OPED: George Zimmerman is broke? Thanks, karma
And so George Zimmerman says he is $2.5 million in debt and has no income.
Awwww. Can you see my crocodile tears streaming down your smart phone or computer?
It seems to me that karma is dealing with Mr. Zimmerman, Nature's Way of righting a wrong.
Zimmerman got a hall pass on the night of February 26, 2012, when he confronted Travon Martin, a black teen-ager who wasn't looking for trouble. But Zimmerman most certainly seemed to be in his pretentious role of community watchdog.
We all know what happened next: Martin died following a confrontation with Zimmerman. A jury found Zimmerman not guilty of second-degree murder in the summer of 2013.
Zimmerman, by many accounts, won the legal lottery that day. The verdict was right from a legal standpoint. But not so much when it came to moral standards, and a tragedy escalated by Zimmerman's actions.
A long list of contentious dustups and confrontations since that hearing leaves most folks thinking two things:
Zimmerman is a damaged human being. Flawed at best, deplorable at his worst.
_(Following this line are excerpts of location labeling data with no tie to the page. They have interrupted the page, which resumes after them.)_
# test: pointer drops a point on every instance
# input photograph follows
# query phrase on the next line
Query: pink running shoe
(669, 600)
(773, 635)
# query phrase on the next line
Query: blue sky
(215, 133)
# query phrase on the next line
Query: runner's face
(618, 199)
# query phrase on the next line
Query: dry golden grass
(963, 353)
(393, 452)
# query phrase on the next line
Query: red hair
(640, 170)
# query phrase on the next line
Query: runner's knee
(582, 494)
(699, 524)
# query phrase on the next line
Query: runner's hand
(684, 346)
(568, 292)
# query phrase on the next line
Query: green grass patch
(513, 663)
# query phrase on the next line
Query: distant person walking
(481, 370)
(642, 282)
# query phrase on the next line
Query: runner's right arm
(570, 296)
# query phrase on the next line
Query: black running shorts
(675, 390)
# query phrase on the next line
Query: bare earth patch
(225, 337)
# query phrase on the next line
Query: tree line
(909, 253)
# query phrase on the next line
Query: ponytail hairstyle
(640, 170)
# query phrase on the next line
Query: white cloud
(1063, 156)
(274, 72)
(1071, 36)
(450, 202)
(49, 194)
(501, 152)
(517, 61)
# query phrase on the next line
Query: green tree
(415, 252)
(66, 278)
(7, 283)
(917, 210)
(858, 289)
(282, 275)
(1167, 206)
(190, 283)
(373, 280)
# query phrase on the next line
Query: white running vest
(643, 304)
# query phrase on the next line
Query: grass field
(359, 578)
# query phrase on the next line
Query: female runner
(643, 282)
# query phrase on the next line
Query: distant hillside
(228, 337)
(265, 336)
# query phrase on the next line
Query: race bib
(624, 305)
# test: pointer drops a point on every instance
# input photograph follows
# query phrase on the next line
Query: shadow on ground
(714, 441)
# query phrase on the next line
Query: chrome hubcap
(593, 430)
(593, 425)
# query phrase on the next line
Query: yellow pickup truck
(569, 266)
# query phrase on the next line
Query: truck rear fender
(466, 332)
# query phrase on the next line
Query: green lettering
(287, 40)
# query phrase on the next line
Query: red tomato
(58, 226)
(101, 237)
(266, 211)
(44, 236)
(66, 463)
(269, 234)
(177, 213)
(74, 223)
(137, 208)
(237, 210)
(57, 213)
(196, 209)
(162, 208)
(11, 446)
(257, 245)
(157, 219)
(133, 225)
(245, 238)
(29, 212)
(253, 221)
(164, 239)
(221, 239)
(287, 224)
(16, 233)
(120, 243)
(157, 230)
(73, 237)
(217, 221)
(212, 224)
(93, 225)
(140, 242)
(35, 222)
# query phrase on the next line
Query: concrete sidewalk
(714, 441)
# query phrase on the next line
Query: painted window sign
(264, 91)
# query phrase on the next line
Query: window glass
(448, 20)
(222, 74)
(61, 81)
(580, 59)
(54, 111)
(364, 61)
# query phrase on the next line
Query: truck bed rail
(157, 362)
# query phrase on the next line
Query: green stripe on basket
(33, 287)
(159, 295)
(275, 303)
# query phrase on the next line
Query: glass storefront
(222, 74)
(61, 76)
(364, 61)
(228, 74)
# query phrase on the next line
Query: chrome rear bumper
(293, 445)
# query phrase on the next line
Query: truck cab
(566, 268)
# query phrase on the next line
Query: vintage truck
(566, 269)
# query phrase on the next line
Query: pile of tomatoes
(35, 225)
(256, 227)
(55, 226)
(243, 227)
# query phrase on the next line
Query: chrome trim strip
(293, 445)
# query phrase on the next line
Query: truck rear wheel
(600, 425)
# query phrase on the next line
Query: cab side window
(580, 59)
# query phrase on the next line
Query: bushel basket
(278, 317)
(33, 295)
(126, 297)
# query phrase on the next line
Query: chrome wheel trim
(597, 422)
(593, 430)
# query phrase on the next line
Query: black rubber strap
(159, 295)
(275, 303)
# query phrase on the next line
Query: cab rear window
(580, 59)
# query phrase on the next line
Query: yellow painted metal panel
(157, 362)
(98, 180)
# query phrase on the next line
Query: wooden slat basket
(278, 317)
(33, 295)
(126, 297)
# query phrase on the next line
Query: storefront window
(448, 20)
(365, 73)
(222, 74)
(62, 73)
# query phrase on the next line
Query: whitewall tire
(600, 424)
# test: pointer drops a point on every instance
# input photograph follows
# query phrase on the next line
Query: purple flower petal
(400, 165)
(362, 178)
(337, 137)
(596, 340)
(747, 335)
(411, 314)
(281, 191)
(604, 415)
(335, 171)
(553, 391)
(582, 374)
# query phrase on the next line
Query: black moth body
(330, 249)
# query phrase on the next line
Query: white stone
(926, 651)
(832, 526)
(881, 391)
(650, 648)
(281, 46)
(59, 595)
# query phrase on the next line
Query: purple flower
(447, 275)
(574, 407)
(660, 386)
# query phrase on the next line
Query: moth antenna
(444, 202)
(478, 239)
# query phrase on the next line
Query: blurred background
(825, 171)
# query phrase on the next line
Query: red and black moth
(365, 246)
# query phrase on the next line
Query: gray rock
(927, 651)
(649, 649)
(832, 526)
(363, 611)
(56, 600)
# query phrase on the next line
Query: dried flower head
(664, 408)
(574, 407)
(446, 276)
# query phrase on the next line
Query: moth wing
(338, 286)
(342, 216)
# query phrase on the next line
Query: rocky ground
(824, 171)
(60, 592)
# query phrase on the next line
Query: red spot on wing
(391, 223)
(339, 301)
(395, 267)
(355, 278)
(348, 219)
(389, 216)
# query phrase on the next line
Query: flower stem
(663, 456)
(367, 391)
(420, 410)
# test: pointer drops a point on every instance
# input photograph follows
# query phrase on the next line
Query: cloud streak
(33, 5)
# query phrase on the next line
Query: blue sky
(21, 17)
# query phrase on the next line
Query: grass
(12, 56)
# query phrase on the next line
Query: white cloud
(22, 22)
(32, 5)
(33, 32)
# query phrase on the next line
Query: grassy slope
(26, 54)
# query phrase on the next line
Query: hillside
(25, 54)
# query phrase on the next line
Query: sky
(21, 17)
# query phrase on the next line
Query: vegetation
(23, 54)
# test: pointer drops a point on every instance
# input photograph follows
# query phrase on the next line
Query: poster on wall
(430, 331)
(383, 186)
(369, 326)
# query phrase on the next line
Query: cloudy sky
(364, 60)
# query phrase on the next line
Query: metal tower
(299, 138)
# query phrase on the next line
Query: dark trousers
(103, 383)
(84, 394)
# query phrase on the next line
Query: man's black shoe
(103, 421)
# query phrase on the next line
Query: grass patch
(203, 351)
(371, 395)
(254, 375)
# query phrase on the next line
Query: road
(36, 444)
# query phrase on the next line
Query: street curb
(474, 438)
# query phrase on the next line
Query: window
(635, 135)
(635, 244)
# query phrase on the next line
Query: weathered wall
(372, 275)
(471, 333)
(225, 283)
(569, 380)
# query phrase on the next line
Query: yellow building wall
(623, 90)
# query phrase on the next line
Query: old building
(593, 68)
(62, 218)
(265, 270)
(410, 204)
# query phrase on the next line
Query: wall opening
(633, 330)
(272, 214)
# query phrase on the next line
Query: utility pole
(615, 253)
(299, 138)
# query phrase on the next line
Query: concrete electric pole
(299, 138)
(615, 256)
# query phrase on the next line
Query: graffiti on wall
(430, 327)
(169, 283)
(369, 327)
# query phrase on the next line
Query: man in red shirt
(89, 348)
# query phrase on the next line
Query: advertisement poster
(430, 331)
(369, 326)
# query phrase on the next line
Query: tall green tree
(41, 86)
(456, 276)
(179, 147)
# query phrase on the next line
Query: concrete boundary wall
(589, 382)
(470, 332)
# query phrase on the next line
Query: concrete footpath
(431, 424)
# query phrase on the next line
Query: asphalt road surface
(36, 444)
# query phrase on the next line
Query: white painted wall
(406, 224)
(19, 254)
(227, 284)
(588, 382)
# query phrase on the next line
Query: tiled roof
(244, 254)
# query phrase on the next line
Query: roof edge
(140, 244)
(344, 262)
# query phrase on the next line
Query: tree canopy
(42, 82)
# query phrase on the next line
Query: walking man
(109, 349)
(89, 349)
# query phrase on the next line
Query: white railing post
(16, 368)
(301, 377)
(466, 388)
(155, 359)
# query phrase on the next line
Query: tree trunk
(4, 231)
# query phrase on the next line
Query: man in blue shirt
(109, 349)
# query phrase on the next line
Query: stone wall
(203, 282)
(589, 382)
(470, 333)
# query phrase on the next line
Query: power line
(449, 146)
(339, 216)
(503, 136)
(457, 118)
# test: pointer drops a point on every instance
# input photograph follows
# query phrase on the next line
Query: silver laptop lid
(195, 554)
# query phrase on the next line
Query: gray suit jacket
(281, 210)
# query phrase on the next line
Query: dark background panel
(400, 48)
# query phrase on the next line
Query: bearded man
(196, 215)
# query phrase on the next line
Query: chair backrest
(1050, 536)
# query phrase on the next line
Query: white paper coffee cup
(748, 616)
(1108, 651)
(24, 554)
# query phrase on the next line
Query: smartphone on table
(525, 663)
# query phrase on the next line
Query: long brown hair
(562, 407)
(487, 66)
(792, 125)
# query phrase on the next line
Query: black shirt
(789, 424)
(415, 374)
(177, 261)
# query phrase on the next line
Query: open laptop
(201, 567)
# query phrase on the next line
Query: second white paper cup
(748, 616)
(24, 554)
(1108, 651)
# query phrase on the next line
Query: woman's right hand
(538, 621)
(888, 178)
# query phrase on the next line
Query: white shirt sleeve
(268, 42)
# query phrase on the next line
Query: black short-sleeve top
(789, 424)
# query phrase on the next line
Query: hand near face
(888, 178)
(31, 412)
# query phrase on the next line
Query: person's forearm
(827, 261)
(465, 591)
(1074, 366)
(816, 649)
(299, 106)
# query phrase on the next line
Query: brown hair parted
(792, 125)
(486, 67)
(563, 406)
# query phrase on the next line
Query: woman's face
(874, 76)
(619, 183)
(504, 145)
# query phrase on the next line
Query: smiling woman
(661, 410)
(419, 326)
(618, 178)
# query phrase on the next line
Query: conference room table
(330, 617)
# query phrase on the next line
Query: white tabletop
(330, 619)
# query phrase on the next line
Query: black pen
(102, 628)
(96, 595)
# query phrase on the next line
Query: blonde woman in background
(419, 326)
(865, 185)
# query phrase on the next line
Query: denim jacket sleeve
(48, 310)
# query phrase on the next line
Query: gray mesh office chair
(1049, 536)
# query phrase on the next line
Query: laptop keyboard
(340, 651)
Maybe both.
It leads us to this: Zimmerman stands accused of sending threatening messages to private investigator Dennis Warren, who had contacted him about a documentary series on Trayvon Martin produced by rapper Jay Z.
Zimmerman is trying to beat the rap by filing a not-guilty plea and requesting a jury trial.
But he claims to be broke, which is why he will be represented by the Public Defender's Office.
But hey, didn't Georgie Boy profit off this tragedy auctioning off the gun he used to kill Martin? He made a nice chunk of cheese, $250,000 from that transaction in 2016.
What about the money he made from selling his paintings of the Confederate battle flag in 2015?
"I painted the confederate flag backed by the American flag because I believe that anything can stand with the American flag behind it," he said at the time. "My confederate flag painting also represents the hypocrisy of political correctness that is plaguing this nation."
He must have "political correctness" confused with anyone who might have a smidge of human decency and not buying his racist propaganda.
I also humbly suggest to Georgie Boy that in addition to legal representation, he find himself a good financial planner.
Are they available pro bono in prison? Asking for a friend.
— Columnist George Diaz wrote this for the Orlando Sentinel.